CS Lewis, at least, is not on their side. This is not an isolated quotation in his work. At every conflict Lewis is on the side of a kind of conventional wisdom; not the kind that is constructed out of clouds of jello by our all-spinning mass media, but the kind of wisdom that sensible people have all agreed upon over the years. An Experiment in Criticism thinks about the wisdom of common people in regard to reading books, Mere Christianity considers the main thrust of Christianity as believed by the great mass of Christians down the centuries, The Abolition of Man considers the morality that is common to people of all religions and cultures. The Narnia books are, in the main, stories of ordinary, even weak people thrust into extraordinary situations, who triumph over the rich and powerful of their age by common virtues. I could go on.
I'm not on their side either. As a journeyman scientist, I cringe to think of what the fundamentalists will make of ever-stronger AI, and what they will make of me as a scientist who tries to explain it to them.
I had a conversation with a friend several years ago, before I dreamed of becoming a computer scientist, where I said, in effect, that I didn't know how somebody doing computers could be as good a Christian as someone doing ministry work. Needless to say, he was doing computers at the time, and I was volunteering a lot of my time to a university Christian group. I've since apologized to him, but I understand how easy it is to let "ministry" assume an undeserved primacy in your religion.
There is a reason why religious figures like Robertson and Falwell and Dobson dominate the public religious conversation. It is an undercurrent in Protestantism, that people who have given up their lives to listen to God and do what he wants are more qualified to speak for Christians than people like me.
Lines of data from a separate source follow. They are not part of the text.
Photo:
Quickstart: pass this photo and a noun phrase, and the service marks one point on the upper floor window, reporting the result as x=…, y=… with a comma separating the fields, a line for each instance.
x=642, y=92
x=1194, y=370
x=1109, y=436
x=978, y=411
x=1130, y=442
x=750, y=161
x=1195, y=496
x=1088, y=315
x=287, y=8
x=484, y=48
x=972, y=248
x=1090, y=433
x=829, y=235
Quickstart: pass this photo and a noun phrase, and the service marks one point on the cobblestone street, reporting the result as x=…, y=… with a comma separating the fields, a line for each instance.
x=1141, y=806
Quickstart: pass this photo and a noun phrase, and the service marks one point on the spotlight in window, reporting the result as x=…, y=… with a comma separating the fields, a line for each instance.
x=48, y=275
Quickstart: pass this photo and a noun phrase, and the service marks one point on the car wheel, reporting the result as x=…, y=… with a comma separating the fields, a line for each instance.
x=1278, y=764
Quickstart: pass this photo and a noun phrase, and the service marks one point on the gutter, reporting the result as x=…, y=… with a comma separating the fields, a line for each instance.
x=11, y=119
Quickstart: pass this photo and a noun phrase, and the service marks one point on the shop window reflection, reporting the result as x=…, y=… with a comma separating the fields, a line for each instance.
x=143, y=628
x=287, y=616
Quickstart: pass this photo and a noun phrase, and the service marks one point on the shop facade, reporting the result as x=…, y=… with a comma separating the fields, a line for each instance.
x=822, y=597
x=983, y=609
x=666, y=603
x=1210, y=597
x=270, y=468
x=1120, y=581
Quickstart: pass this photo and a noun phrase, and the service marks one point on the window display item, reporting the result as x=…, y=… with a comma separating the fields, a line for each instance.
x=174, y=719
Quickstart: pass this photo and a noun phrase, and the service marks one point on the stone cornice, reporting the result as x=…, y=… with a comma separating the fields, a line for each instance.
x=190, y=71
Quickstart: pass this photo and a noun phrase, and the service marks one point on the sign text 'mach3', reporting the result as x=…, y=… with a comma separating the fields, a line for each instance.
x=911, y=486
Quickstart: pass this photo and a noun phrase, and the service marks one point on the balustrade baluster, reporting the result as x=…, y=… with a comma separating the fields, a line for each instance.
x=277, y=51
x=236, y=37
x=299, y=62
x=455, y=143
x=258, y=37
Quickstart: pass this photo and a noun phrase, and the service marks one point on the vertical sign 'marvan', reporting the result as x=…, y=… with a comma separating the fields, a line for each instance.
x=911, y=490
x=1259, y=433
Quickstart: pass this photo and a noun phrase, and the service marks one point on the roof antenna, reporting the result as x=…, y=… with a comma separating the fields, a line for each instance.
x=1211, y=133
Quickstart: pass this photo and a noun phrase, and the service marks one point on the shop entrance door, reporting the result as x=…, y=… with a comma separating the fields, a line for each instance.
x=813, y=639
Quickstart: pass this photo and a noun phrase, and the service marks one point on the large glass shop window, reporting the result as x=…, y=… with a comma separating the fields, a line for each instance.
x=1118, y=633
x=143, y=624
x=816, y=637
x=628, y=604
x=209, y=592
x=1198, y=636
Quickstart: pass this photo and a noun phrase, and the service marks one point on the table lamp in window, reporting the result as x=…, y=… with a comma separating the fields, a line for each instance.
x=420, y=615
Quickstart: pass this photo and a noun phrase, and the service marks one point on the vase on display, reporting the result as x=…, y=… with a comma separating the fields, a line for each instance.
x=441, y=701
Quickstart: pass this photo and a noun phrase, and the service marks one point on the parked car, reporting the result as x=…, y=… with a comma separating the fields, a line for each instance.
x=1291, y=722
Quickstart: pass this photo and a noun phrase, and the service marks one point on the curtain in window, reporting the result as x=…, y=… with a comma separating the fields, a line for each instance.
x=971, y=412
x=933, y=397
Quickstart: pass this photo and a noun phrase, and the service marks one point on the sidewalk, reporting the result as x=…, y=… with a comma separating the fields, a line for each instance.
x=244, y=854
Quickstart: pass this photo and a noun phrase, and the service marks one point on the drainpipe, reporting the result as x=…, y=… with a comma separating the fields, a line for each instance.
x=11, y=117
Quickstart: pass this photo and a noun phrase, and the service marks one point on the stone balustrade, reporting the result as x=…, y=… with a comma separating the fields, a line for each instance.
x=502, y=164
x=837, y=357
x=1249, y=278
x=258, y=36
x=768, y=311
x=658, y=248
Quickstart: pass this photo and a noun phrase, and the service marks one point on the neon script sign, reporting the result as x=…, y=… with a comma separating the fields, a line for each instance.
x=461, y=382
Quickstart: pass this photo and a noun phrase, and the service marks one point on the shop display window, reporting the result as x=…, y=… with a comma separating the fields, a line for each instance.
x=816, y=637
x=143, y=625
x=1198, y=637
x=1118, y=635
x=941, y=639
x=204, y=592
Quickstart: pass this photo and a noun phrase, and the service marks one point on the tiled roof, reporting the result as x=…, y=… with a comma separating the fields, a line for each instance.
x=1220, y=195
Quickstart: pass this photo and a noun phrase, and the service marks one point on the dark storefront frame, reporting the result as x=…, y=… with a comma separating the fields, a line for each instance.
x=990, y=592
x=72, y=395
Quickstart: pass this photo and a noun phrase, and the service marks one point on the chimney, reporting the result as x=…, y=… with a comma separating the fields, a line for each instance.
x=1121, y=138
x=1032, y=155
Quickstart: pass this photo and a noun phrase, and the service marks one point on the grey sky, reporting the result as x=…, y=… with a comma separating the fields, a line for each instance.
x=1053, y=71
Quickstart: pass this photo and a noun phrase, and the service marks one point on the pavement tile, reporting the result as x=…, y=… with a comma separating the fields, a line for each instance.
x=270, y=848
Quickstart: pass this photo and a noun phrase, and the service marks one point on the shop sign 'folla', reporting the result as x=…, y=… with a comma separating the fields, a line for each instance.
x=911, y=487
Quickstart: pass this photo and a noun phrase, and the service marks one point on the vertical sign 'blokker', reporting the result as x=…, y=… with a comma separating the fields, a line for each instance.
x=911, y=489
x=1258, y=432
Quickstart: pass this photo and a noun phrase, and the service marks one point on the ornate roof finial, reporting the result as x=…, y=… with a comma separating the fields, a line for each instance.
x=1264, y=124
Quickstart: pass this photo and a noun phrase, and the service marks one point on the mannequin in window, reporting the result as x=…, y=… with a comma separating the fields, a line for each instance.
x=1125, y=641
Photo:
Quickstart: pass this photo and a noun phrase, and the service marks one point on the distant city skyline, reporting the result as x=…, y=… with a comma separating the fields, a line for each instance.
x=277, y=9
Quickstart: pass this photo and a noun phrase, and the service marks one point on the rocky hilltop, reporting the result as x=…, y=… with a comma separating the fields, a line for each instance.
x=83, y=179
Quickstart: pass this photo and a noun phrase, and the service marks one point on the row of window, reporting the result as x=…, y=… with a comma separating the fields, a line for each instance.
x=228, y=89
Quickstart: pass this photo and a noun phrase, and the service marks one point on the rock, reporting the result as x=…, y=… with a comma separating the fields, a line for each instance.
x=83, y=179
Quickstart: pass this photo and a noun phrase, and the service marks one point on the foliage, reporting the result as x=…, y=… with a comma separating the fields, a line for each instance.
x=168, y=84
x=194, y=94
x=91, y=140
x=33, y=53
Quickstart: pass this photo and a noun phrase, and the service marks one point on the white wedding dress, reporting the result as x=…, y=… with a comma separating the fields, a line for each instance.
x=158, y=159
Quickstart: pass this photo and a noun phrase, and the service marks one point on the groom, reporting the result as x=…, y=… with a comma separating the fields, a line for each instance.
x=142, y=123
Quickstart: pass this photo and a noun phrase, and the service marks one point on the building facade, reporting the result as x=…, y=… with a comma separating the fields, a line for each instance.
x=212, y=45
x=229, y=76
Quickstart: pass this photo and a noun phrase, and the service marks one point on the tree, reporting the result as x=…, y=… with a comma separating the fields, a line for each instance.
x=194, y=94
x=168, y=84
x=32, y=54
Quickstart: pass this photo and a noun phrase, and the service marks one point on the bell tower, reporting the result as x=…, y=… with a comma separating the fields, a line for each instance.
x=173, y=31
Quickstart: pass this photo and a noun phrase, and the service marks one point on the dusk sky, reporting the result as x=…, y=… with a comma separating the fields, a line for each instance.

They are the truly sold-out.
I am wishy-washy. I am too secular, which is only a step or two from idolatrous to the minister-pushers. They think I am building silicon sand-castles. They regard the world as the Titanic, and me as a microchip-polisher.
CS Lewis's main job was as a lecturer and writer at Oxford, the chair of Medieval and Renaissance literature. He excelled at his job, writing a permanent volume in the Oxford History of English Literature, on the 16th century (excluding drama).
What I've learned in the years since I talked to my friend is that good work glorifies God. I only wish the Intelligent Design agitators would learn it too.